Most women will know what I mean when I say she did what it took. She did what had to be done simply because it had to be done. For instance, she needed money, so she walked into a restaurant and asked for a job. When asked if she’d had any experience as a cook, she replied she had (not explaining that it was for a house full of kids) and got the job and soon, because of her dedication and hard work, became the manager. Voicing my amazement once over something that she’d done, she bluntly hushed my praise with those piercing Sullivan-blue eyes. “You do what you have to,” she had said.
In July of 2007, she was diagnosed with terminal stomach cancer, and the doctors said there was nothing more they could do and sent her home. Through it all she continued to have hope and maintained her spirits and faith in her God. When the rest of us were crying great tears inside she was still smiling, still optimistic. Her courage and spirit were inspiring. She wanted to spare us of her pain, a typical selfless act for her.
My grandmother did not die alone. She spent the last days her life at home with her daughter, Darlene (Aunt Kittie). Her room was constantly full of loved ones. So many people loved her and wanted to spend time with her.
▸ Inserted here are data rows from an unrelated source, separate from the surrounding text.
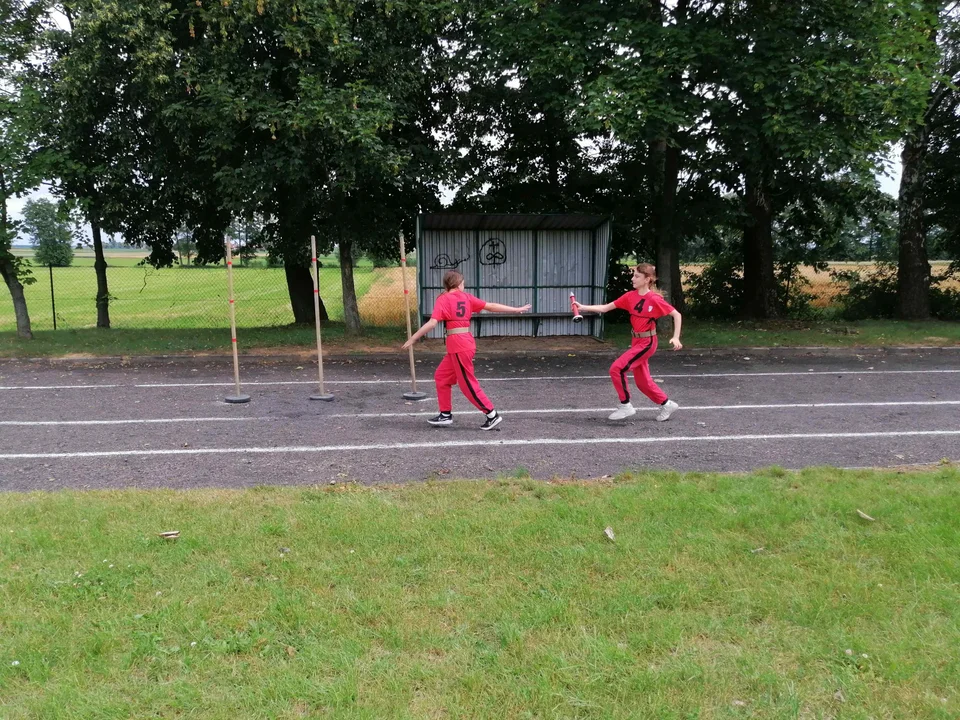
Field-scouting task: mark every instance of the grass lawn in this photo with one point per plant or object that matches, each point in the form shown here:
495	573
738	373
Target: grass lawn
696	335
723	596
179	298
Grandma breathed her last breath surrounded by loving family–her sisters Madge and Rose, her daughter Kittie and granddaughter Dena. They sang a hymn my grandmother had written as a young girl. Their presence made her death peaceful and spiritual and we are all grateful for that.
On November 24, 2007, a memorial birthday service will be held for my grandmother at the Unitarian Church of Flint, Michigan. My grandmother insisted that she did not want a funeral and so this event will honor her wishes with a gathering on her birthday.